The bracketing narration invites us to deplore these young paragons of depravity, and they're a dubious lot, to be sure. The Italian protagonist seems the most sympathetic of the group, since he's simply desperate for opportunity, while the English would-be poet (Peter Reynolds) is an absolute creep, and the French kids are almost stereotypically indifferent to the enormity of their scheme. Theirs is a banal evil, while the Englishman is a pretentious psycho and the Italian comes closer to noir. Yet the common thread linking their stories isn't necessarily youth itself -- Reynolds hardly comes across as a juvenile -- but the cluelessness of the older generation. Each of the troubled protagonists lives with his parents or with other elders -- the Englishman lives with a grandmother. None of them (including Hollywood arch-heel Eduardo Ciannelli as the Italian father) has any inkling of the evil the younger folks are up to. When the Italian boy is out late at night, Ciannelli assumes he's with a girlfriend, for instance. This disconnect separating the generations seems like a likelier theme for the director eventually identified with representing alienation on screen, but a growing global indifference to life isn't really outside his zone of presumed interest, either. In many ways, Vinti looks and feels like a characteristic work in the manner the world only really discovered years later with L'avventura.

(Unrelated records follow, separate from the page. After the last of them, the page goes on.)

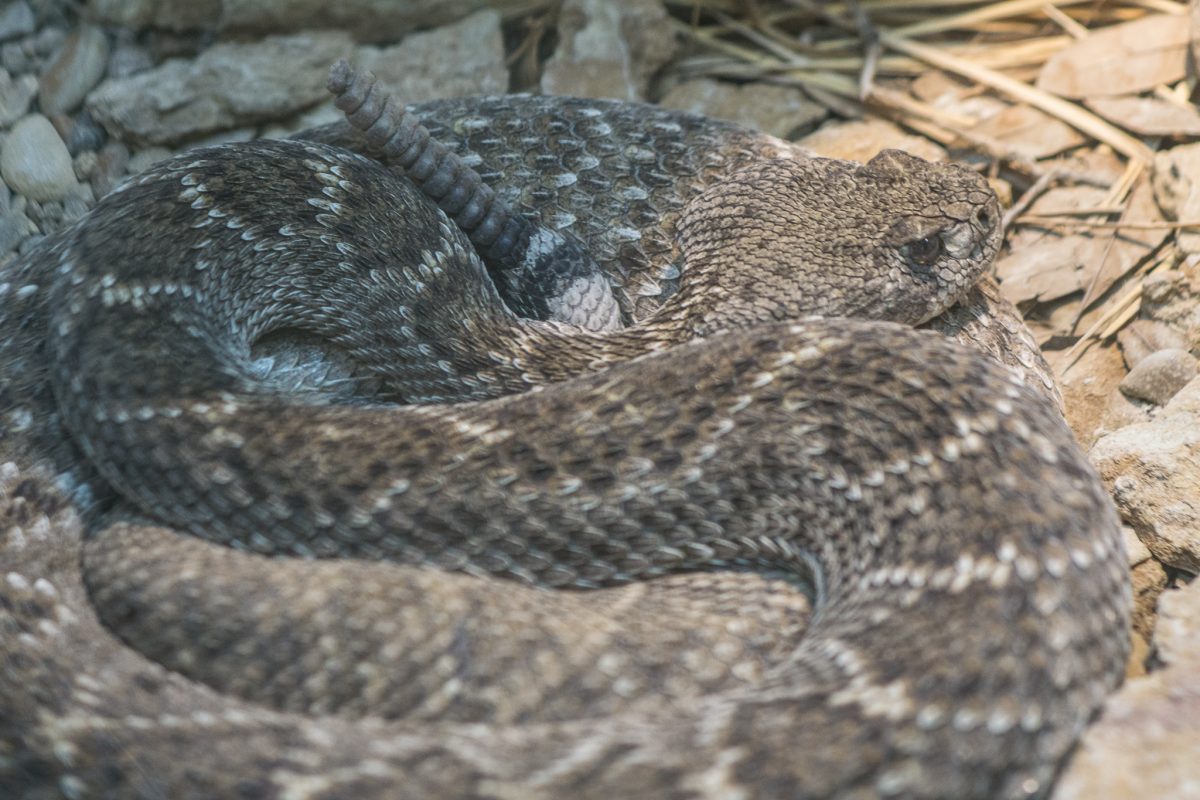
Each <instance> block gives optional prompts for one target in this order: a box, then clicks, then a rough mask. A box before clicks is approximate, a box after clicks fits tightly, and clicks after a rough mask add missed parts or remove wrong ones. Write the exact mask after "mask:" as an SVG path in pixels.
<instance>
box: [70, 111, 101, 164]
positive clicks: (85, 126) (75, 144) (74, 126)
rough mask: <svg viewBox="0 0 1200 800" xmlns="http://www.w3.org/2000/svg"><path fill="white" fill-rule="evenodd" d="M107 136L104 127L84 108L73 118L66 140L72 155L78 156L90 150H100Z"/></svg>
mask: <svg viewBox="0 0 1200 800" xmlns="http://www.w3.org/2000/svg"><path fill="white" fill-rule="evenodd" d="M107 138H108V137H107V134H106V133H104V128H102V127H100V125H98V124H97V122H96V120H94V119H91V114H89V113H88V109H84V110H82V112H79V113H78V114H76V115H74V116H73V118H71V128H70V131H68V132H67V136H65V137H64V140H65V142H66V143H67V150H68V151H70V152H71V155H72V156H77V155H79V154H80V152H85V151H89V150H100V149H101V148H102V146H103V145H104V139H107Z"/></svg>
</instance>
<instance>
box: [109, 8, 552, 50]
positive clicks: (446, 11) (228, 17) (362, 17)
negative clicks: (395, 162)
mask: <svg viewBox="0 0 1200 800" xmlns="http://www.w3.org/2000/svg"><path fill="white" fill-rule="evenodd" d="M529 5H530V4H529V2H528V0H406V1H404V2H396V0H338V1H337V2H329V0H91V2H90V4H89V11H90V12H91V13H92V14H94V16H95V18H97V19H98V20H101V22H106V23H110V24H116V25H124V26H127V28H148V26H154V28H166V29H168V30H176V31H186V30H208V31H216V30H224V31H229V32H244V34H278V32H284V31H300V30H314V29H337V30H346V31H349V32H350V34H353V35H354V37H355V38H356V40H358V41H360V42H384V41H389V40H395V38H396V37H398V36H402V35H403V34H407V32H409V31H414V30H420V29H425V28H434V26H438V25H444V24H446V23H451V22H455V20H456V19H462V18H463V17H464V16H467V14H469V13H472V12H473V11H479V10H480V8H485V7H492V8H497V10H500V11H505V10H515V8H528V7H529Z"/></svg>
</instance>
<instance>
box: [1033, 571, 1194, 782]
mask: <svg viewBox="0 0 1200 800" xmlns="http://www.w3.org/2000/svg"><path fill="white" fill-rule="evenodd" d="M1159 606H1160V609H1159V620H1158V628H1157V631H1156V634H1154V644H1156V646H1157V650H1158V656H1159V658H1160V660H1162V661H1163V662H1165V664H1166V666H1165V668H1163V669H1159V670H1157V672H1153V673H1151V674H1148V675H1146V676H1145V678H1139V679H1135V680H1130V681H1128V682H1127V684H1126V685H1124V686H1123V687H1122V688H1121V690H1120V691H1118V692H1117V693H1116V694H1114V696H1112V697H1110V698H1109V700H1108V703H1105V705H1104V711H1103V714H1102V716H1100V718H1099V720H1098V721H1097V723H1094V724H1093V726H1092V727H1091V728H1090V729H1088V730H1087V733H1086V734H1085V735H1084V739H1082V741H1081V742H1080V747H1079V750H1078V751H1076V752H1075V756H1074V758H1073V759H1072V762H1070V764H1068V766H1067V769H1066V771H1064V774H1063V776H1062V778H1061V780H1060V781H1058V784H1057V787H1056V788H1055V790H1054V793H1052V794H1051V798H1052V800H1098V799H1099V798H1103V799H1104V800H1144V799H1145V798H1194V796H1200V758H1198V757H1196V753H1200V581H1196V582H1193V583H1192V585H1188V587H1186V588H1183V589H1180V590H1176V591H1168V593H1164V594H1163V596H1162V599H1160V600H1159Z"/></svg>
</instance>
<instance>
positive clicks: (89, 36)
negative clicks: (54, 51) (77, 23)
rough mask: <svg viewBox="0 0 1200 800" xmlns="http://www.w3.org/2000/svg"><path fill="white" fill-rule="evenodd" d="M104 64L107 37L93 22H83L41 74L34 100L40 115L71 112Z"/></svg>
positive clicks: (81, 102) (106, 67)
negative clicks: (94, 24) (37, 89)
mask: <svg viewBox="0 0 1200 800" xmlns="http://www.w3.org/2000/svg"><path fill="white" fill-rule="evenodd" d="M107 67H108V38H107V37H106V36H104V32H103V31H102V30H100V29H98V28H96V26H95V25H83V26H82V28H79V29H78V30H76V31H74V32H72V34H71V35H70V36H67V41H66V42H64V44H62V49H60V50H59V54H58V55H56V56H55V58H54V61H52V62H50V66H49V67H48V68H47V71H46V72H44V73H43V74H42V80H41V91H40V95H41V96H40V98H38V103H40V104H41V108H42V113H44V114H64V113H66V112H72V110H74V109H76V107H78V106H79V103H82V102H83V98H84V97H86V96H88V92H89V91H91V89H92V86H95V85H96V84H97V83H100V79H101V78H102V77H104V71H106V70H107Z"/></svg>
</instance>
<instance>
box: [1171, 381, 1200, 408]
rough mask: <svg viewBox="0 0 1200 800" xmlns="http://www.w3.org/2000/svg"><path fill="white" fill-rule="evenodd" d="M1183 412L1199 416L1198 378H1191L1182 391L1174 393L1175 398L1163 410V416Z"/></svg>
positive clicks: (1198, 382)
mask: <svg viewBox="0 0 1200 800" xmlns="http://www.w3.org/2000/svg"><path fill="white" fill-rule="evenodd" d="M1183 411H1189V413H1192V414H1200V378H1193V379H1192V380H1189V381H1188V383H1187V385H1184V386H1183V389H1181V390H1180V391H1177V392H1175V397H1172V398H1171V402H1170V403H1168V404H1166V407H1165V408H1164V409H1163V414H1180V413H1183Z"/></svg>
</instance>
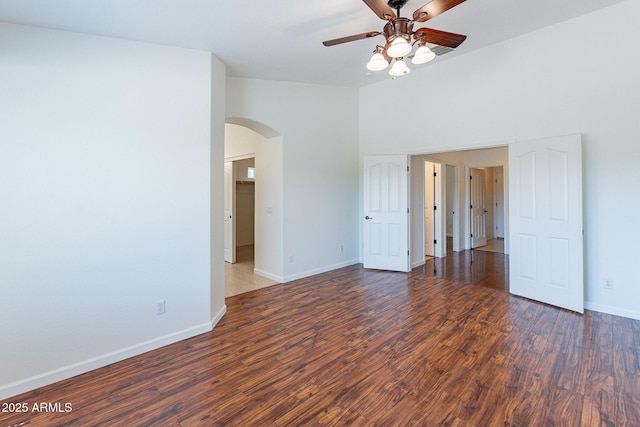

Antonioni is a master of spatial relationships between actors and landscapes. His films have a sense of immensity, not just because of his love for architecture -- buildings loom large in his films to both dramatic and satiric effect -- but because of the way he stages action. A typical scene in any episode of I Vinti will have characters advance from a distance into the foreground, where they are tracked as the continue moving until they walk or run off toward the horizon, growing ever smaller as the camera stands still, letting the dwindling figures measure the vastness of the location. Vinti is the earliest Antonioni film I've seen, and it seems as if by then the 40 year old director had his style fully in place. He closes the English episode with one of his signature shots, panning from a reporter talking in a telephone booth to a sparse landscape in a manner often taken to represent spiritual emptiness in our modern environment -- something I Vinti is designed to portray.
Juvenile delinquency may seem like a banal subject for the likes of Antonioni, but if we call it anomie then we're in business. Whether you agree with the narrator's judgments or not, the director films a compelling composite portrait of a world where something's definitely going wrong.